CJP introduces us to the hooking-up montage. Brynn predicts that someone will hook up in the house. Steven says that his weakness is beautiful women. Arissa is horny and wants to kiss Steve's mouth. Brynn and Trishelle express their admiration for each other in interviews, and then hang out naked in the hot tub with Steven. Steven thinks that Trishelle is sexy. Some roommate we haven't met yet loves Trishelle. Steven bites Brynn's belt in a dance club. Trishelle and Brynn shower together. Arissa thinks she's stuck in a porno. Three people are in bed together. Man, this season is going to be OFF the HOOK! Sorry, I've watched that Fastlane promo a few too many times.

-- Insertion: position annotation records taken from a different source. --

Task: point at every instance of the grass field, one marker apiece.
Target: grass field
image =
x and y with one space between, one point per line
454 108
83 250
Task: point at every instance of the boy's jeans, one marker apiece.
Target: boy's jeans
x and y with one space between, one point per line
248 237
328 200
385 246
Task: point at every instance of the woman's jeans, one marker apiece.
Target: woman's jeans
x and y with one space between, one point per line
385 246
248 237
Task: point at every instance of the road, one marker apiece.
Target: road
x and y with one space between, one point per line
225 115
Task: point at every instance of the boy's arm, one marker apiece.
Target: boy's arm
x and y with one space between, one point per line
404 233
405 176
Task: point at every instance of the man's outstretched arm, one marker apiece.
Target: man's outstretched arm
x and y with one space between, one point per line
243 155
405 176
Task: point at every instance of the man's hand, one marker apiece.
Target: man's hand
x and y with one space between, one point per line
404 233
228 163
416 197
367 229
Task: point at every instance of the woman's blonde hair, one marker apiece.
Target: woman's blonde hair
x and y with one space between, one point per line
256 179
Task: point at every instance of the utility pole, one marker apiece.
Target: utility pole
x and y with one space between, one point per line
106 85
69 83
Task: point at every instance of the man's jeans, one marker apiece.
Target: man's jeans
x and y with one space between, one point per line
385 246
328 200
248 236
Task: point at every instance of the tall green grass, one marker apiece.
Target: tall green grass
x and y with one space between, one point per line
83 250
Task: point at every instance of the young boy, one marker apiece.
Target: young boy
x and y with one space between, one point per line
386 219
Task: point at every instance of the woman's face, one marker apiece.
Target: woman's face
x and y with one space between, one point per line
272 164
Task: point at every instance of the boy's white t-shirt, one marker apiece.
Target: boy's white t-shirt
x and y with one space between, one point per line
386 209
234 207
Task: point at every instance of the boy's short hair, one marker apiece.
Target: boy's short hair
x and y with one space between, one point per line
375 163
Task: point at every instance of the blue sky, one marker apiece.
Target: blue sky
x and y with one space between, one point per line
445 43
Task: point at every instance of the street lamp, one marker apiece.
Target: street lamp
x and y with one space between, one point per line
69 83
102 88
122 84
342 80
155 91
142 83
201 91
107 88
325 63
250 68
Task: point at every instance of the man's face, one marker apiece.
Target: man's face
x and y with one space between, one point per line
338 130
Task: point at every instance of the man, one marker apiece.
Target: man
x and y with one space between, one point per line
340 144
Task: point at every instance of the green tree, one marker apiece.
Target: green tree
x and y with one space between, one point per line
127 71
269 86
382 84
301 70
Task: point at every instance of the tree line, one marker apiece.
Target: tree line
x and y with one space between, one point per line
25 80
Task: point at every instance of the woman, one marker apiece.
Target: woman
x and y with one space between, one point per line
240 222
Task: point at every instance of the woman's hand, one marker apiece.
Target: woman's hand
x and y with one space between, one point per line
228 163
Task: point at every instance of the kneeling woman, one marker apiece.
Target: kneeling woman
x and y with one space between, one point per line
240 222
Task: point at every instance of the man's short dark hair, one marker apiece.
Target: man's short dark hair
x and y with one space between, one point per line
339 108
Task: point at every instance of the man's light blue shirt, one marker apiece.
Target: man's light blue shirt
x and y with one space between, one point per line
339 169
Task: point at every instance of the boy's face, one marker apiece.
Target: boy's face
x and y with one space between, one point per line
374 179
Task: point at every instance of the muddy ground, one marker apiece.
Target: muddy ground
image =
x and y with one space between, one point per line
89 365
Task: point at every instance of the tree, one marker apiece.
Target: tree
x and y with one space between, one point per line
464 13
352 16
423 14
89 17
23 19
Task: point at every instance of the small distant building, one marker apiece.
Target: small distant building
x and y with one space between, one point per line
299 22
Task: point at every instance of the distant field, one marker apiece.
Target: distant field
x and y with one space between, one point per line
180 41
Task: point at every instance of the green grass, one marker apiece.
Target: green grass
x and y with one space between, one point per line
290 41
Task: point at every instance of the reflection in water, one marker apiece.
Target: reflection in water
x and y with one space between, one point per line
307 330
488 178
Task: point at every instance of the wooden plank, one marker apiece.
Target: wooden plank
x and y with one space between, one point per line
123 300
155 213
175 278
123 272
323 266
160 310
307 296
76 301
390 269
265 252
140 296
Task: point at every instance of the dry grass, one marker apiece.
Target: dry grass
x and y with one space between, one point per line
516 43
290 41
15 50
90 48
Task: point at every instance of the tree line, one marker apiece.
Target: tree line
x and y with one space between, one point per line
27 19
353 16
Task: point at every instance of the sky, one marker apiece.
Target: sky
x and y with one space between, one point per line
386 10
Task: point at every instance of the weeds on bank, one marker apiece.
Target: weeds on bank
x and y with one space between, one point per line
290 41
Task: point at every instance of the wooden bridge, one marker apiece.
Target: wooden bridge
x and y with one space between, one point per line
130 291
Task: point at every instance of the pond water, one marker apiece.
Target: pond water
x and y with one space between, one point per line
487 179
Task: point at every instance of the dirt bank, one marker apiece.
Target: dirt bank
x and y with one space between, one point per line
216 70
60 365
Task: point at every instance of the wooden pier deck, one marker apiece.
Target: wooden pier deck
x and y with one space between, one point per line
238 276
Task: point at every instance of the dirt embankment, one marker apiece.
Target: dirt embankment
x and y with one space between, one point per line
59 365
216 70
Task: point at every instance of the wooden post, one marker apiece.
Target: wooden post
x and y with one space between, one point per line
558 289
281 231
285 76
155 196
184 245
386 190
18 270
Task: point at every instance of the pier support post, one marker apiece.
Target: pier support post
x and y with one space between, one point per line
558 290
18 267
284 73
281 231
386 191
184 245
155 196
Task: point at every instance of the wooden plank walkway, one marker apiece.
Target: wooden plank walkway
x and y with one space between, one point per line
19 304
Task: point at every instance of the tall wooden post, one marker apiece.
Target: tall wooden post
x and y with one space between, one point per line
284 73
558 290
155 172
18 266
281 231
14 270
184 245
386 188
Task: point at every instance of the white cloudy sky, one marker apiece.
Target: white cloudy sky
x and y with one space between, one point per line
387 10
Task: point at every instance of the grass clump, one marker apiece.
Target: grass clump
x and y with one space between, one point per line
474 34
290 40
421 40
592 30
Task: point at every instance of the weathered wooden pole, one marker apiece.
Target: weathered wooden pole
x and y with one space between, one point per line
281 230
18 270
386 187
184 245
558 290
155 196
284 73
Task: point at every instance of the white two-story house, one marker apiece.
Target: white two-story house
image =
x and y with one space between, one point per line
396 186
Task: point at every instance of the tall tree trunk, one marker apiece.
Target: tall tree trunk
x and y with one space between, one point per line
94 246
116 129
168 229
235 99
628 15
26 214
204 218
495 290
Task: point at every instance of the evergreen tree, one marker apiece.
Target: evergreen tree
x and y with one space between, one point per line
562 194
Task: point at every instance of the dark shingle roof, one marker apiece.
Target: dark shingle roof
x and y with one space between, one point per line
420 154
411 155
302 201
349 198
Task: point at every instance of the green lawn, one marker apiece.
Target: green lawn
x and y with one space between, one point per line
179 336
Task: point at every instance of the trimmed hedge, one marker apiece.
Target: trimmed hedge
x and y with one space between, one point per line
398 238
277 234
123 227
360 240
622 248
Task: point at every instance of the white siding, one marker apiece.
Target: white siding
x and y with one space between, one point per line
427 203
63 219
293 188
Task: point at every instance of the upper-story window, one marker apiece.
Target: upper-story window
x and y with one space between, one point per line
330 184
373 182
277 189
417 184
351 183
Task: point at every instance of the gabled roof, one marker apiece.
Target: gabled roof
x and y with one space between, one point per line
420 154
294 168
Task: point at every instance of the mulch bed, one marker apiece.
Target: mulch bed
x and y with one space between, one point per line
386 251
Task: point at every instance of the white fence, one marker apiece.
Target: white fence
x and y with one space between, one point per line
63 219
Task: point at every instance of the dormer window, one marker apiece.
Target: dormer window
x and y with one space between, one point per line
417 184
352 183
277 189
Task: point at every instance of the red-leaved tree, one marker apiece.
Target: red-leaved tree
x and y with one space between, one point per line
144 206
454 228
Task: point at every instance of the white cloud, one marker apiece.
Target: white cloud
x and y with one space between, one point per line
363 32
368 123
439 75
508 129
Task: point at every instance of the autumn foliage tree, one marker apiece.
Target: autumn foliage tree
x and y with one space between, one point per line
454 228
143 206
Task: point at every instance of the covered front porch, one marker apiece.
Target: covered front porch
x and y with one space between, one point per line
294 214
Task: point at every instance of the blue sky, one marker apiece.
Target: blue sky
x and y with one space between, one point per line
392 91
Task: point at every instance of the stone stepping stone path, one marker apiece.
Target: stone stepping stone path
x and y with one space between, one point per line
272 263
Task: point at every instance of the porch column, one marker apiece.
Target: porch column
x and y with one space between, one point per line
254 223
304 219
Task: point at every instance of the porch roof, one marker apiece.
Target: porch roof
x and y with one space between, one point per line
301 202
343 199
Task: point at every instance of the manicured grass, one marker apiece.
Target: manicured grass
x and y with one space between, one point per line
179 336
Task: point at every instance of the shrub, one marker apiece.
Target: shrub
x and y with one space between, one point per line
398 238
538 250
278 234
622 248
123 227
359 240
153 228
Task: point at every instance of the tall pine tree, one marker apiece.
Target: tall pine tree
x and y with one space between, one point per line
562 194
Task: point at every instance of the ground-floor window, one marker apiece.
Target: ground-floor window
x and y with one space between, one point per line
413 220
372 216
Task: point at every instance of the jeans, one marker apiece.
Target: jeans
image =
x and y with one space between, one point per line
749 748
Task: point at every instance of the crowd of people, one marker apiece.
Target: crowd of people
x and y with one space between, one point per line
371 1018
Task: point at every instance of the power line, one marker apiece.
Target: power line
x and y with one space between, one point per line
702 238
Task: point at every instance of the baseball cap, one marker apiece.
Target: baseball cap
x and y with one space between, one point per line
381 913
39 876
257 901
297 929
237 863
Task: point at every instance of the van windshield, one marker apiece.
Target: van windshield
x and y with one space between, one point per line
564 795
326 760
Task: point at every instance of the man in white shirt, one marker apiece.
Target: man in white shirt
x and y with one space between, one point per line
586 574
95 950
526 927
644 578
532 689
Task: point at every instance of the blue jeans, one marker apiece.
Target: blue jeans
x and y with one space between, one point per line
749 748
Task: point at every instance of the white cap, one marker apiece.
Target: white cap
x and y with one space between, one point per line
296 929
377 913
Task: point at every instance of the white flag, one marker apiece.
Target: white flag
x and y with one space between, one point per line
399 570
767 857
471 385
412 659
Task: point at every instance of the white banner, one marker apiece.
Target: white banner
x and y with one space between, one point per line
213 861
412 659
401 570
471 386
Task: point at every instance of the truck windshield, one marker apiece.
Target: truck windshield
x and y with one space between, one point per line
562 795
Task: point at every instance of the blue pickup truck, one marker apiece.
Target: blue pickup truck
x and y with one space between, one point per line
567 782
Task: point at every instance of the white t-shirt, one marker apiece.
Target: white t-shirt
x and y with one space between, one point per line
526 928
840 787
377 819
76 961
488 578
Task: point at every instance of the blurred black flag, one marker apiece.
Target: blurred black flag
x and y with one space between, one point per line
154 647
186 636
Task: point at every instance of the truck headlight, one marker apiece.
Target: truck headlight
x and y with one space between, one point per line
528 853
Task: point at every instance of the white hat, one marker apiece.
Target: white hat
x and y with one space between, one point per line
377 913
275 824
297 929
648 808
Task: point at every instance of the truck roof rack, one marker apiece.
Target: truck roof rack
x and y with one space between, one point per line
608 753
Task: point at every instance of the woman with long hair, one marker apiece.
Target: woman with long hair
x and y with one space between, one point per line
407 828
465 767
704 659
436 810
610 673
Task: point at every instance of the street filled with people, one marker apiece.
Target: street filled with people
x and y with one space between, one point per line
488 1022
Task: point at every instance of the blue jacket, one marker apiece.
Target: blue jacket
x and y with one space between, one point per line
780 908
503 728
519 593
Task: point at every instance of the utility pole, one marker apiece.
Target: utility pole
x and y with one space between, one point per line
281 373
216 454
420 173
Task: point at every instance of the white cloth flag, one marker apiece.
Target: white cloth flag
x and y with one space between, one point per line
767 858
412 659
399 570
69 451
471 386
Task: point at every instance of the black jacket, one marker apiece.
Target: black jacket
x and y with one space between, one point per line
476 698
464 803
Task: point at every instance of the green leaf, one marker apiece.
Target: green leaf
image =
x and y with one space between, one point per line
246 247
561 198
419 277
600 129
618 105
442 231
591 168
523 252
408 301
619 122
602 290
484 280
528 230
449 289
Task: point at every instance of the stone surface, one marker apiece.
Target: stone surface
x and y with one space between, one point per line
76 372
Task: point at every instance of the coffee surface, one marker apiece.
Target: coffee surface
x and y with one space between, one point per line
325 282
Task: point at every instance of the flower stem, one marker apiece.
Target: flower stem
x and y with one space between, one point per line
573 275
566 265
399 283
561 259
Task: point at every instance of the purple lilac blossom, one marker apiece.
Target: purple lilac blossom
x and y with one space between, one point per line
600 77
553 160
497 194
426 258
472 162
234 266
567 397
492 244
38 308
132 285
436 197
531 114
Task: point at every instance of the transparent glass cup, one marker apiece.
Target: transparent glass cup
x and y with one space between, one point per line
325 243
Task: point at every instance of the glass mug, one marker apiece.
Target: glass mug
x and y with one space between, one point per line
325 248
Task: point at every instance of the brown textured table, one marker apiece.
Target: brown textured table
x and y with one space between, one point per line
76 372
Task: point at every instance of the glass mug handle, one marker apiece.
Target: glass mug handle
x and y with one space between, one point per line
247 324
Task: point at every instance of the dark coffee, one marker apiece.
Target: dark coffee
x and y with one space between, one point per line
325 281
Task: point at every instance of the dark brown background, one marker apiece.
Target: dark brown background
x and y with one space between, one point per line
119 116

CJP introduces the roommates as "a smartie." Does it take much to be considered a smartie on this show? Since the majority of the roommates are lucky to have two brain cells to rub together, anyone with an average intellect looks like a genius. Anyway, the smartie in question is Frank, a twenty-two-year-old from Lewisburg, Pennsylvania. He's applying to graduate school, and had the ideal childhood, although he was a bit spoiled. He uses his mom's credit card to buy his mom a Christmas present. In high school, Frank was a long-haired pot-smoking hippie. Dude, he was in Nowheresville, Pennsylvania. What else was there to do but smoke pot? But he did correctly use antithesis, so points for that. Frank says that he always gets girls who are "pure." He details his ex-girlfriends' sexual histories, which I'm sure they appreciate, and says that he likes the untainted girls. So he's a pedophile? I'm just saying.